Gamers not desensitised by violent video games

The recent row over video game Bulletstorm has resurrected the age-old debate over whether violent video games desensitise players to real-life violence.

A recent study carried out by psychology PhD candidate Holly Bowen seems to show that 'chronic exposure' to violent video games has little or no long-term effect on emotional memory.

In fact, the study discovered that people who played the kind of video games the which Fox News and the Daily Mail like to tell us are responsible for all of society's ills have exactly the opposite effect.

"Emotional long-term memory helps us avoid negative situations," Bowen said in the study. "This has significant implications for public health.

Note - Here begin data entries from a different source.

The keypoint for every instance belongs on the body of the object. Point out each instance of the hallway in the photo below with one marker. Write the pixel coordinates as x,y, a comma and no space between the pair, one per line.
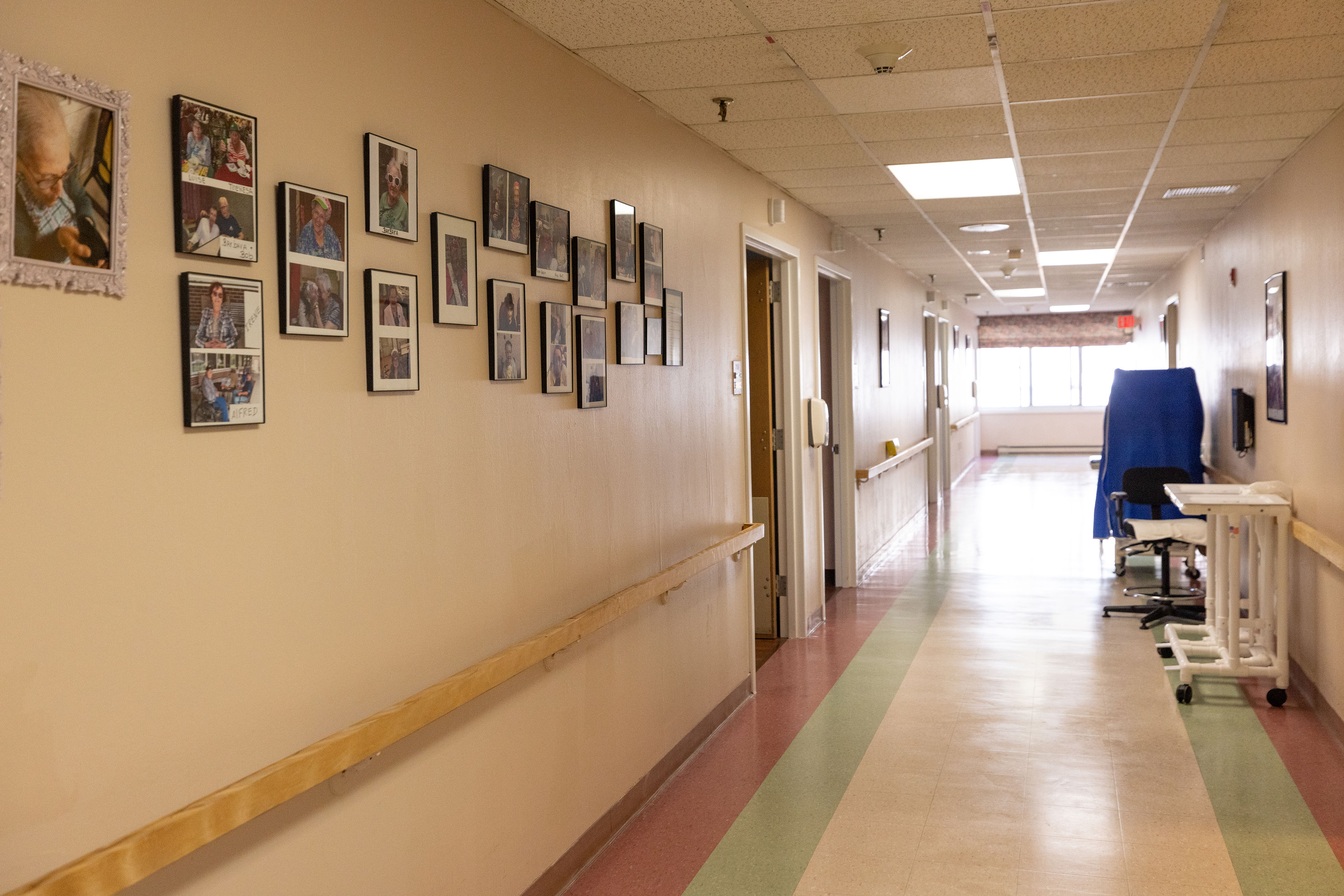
968,723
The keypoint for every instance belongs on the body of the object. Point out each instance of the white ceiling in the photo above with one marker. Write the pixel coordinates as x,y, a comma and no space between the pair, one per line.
1091,91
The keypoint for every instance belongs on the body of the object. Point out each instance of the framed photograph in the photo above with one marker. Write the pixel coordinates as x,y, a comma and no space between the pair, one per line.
314,230
550,242
589,273
509,330
883,347
651,264
630,334
592,360
623,242
455,269
557,348
674,317
506,214
1276,348
216,166
392,331
390,189
65,152
222,350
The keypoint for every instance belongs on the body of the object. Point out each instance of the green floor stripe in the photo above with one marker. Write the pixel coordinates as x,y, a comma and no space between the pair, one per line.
1275,843
768,848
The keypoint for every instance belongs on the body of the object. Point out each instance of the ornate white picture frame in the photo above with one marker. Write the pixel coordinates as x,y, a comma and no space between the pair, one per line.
80,211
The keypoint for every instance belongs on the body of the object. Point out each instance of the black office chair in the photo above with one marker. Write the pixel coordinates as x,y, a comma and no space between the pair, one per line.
1144,485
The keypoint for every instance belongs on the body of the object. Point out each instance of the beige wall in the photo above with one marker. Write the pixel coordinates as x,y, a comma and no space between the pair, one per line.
1294,224
183,608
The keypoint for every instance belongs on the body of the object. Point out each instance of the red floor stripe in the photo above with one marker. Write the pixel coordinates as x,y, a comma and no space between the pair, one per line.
1312,757
664,847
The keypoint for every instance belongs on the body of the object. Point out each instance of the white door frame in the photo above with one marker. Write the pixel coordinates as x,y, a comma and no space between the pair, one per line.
842,421
793,616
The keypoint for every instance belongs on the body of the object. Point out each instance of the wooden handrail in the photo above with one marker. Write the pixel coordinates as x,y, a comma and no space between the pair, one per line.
160,843
968,418
1330,550
863,476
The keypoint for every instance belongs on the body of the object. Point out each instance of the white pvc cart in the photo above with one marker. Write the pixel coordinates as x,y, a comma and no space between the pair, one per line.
1227,644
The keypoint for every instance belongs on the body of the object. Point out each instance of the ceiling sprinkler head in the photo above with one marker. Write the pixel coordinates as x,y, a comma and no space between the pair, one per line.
883,57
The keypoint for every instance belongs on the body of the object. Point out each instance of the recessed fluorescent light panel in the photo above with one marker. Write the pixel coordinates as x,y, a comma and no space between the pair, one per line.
1186,192
1077,257
959,179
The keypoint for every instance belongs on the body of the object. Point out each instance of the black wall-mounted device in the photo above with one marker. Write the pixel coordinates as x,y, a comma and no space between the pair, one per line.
1244,421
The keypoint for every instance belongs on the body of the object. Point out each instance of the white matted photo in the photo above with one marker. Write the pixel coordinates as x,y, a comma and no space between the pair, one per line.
222,348
455,269
392,331
390,189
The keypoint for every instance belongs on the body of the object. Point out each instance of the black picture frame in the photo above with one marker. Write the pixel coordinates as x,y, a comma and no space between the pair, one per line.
243,352
381,152
506,312
651,264
392,348
550,241
455,271
1276,348
311,304
674,328
557,320
229,178
593,386
503,209
589,272
622,225
630,334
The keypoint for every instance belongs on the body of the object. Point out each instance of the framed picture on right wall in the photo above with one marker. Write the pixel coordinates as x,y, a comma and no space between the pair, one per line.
1276,348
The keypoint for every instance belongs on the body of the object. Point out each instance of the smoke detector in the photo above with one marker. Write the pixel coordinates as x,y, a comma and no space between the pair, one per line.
883,57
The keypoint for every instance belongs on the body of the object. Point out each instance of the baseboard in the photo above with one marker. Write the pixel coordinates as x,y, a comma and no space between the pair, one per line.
587,848
1303,684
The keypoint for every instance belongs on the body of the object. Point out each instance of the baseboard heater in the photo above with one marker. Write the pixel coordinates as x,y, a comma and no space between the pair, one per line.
1049,449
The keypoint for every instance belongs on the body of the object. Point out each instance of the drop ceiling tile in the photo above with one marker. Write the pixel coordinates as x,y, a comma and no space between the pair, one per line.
776,132
888,192
912,91
956,42
1275,19
790,15
1102,29
929,123
1262,100
581,23
1294,59
1214,154
830,176
1074,140
904,152
793,158
1084,163
752,103
693,64
1100,76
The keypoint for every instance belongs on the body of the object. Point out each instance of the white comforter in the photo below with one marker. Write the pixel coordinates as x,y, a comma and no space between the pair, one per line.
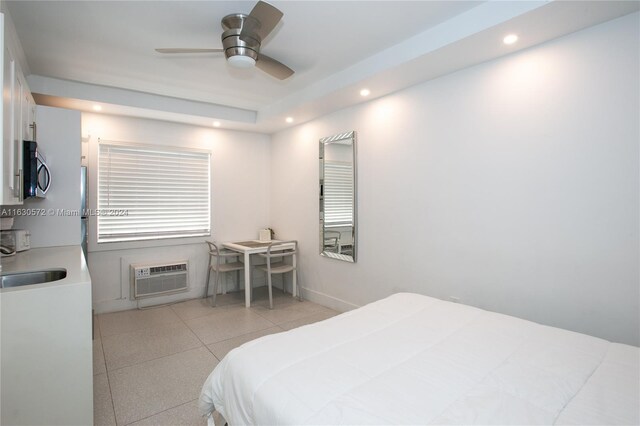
413,359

For example, if you remember the negative experience of being involved in a bar fight, you will avoid future situations that may lead to an altercation."

The study involved 122 mixed-gender undergraduate students, 45 of whom were gamers with the remainder having no gaming experience at all.

They were shown 150 negative, positive and neutral images and an hour later shown the same material but mixed in with an added 150 'distractor' images in random order.

The students were asked whether or not they had seen each image before.

Previous studies suggested that those who had regularly played violent video games would be less sensitive to the nasty images and would have a reduced memory of them.

In fact the results showed absolutely no difference between the gamers and non-gamers and no differences in self-reported emotional stimuli.

"The findings indicate that long-term emotional memory is not affected by chronic exposure to violent video games," said Bowen.

Bowen and colleagues will be carrying out further studies into the effects of violent video games on young children.